How Coca-Cola became a holiday brand

and helped brand Santa Claus himself

What marks the beginning of the holiday season for you? Is it the smell of ginger, pumpkin and spiced baked goods? Is it the sound of that familiar yuletide song on the radio? Or is it the sight of that first Coca-Cola holiday advertisement?

For many, Coca-Cola is indeed the brand that comes to mind when getting into the holiday spirit. This is more than reasonable, if not completely understandable, since Coca-Cola has been hard at work on branding themselves for the holidays since 1931.

That first decade or so of holiday magazine advertisements really portrays how Coca-Cola used familiar stories, pop culture and current events to become the quintessential holiday brand.

Use of familiar stories

For that first holiday magazine ad, The Coca-Cola Company hired the D’Arcy Advertising Agency. Archie Lee, the executive on the project, decided upon a realistic yet symbolic and altogether wholesome Santa as a focus. To bring this Santa to life, Haddon Sunblom, an illustrator who got his start painting pin-up girls, used Clement Clark Moore’s 1822 poem A Visit From St. Nicholas (better known to us as Twas The Night Before Christmas) for inspiration.


It’s important to note that this is not the first image of Santa, nor is it the first Coca-Cola holiday advertisement. Coca-Cola previously released holiday ads in the Saturday Evening Post even with Santa. That Santa however wasn’t the warm friendly Santa Sundblom went on to bring to life. It’s also important to note that Santa before Coca-Cola and Sundblom was depicted from anything to elf-like to a sterner Santa-type.

Sundblom went on to create Coca-Cola holiday ads featuring Santa until 1964. Towards the end of these ads he even used himself as the model for Santa. This not only shaped Coca-Cola as a holiday product, but it also shaped this particular Santa as the holiday Santa that is recognized around the world today.


Referencing pop culture

Coca-Cola was originally only consumed from soda fountains, but in 1928 drinking from bottles began making way into homes. By 1937 Coca-Cola bottles had truly risen to popularity, so naturally the holiday ad campaign featured that familiar Santa drinking Coke from a bottle in front of the fridge.

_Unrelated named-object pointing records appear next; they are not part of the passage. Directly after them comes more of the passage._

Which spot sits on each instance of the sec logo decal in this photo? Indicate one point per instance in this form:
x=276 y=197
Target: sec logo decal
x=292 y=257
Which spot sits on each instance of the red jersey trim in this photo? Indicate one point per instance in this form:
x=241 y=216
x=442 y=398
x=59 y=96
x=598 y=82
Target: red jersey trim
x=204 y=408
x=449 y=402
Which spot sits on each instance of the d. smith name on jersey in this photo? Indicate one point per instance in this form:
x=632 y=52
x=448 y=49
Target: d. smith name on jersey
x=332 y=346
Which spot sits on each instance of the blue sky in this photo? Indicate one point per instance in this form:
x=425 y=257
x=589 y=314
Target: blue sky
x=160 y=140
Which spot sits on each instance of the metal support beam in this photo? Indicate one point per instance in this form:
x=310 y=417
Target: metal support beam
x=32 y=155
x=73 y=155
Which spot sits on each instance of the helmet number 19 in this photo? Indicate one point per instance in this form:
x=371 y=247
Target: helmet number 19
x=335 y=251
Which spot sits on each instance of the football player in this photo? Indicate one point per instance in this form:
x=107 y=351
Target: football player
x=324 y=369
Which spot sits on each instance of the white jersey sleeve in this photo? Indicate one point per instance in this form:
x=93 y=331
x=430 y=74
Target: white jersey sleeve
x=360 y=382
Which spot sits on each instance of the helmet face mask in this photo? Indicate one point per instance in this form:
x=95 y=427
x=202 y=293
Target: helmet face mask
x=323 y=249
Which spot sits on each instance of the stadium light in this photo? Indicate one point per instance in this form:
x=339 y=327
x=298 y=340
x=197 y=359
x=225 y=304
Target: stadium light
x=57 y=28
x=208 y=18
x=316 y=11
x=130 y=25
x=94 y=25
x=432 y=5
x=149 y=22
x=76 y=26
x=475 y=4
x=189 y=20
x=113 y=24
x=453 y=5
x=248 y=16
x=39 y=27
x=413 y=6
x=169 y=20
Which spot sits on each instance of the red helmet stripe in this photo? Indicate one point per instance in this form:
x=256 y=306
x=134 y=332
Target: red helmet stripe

A few of the holiday ads featured Santa with popular toys gifted to children. For example, the 1936 campaign showed Santa with an electric toy train. As new toys trended, Coca-Cola made sure to place them alongside Santa and of course a Coke. This was the case in the 1962 holiday ad campaign which also included an electric toy helicopter. The popular holiday toy and the familiar image of Santa all reinforced Coca-Cola as the holiday product and brand.


Along with the Coca-Cola bottles and trendy toys, Santa himself became a pop culture holiday icon after the first decade or so of holiday magazine ads.

Sprite Boy

There was however somewhat of a pop culture fail with these ads, and his name was Sprite Boy. Sundblom added Sprite Boy alongside Santa to the holiday magazine ads in 1944 and 1949, but he never caught on and was never seen again.


Use of current events

As Americans were recovering from the Great Depression, Coca-Cola used their 1938 holiday ad campaign to remind them of enjoyment by way of Santa enjoying a Coke with a youngster in his arms.


As Americans were preparing for war (WWII), Coca-Cola used their 1943 holiday ad campaign to support the war effort by way of showcasing Santa with a Coke in one hand and his toy sack over his shoulder filled with toys and war bonds.


Even as Americans were coming home from WWII, Coca-Cola yet again took advantage of this current event with their 1945 holiday ad campaign showcasing Santa coming back to a welcoming home complete with a note and a Coke.


While we all know there were far more economical, political and social events that were taking place between 1931 and 1964 than the Great Depression and WWII, they just weren’t included in the Coca-Cola holiday magazine ads. The Coca-Cola Company and D’Arcy Advertising Agency chose to keep the ads classic and focused on their product in conjunction with Santa as well as children and toys from time to time.

The familiar story of Santa, the pop culture shift from soda fountains to bottles and inclusion of trending toys as well as current events such as the Great Depression and World War II all helped shape Coca-Cola as the classic holiday brand. With each annual holiday ad campaign, Coca-Cola built a connection to their audience with something that hit home thereby making their product one that was bought and taken home. To this day, when many see Santa drinking a Coke in a magazine or on the side of a delivery truck or on a can, they know the holidays are here.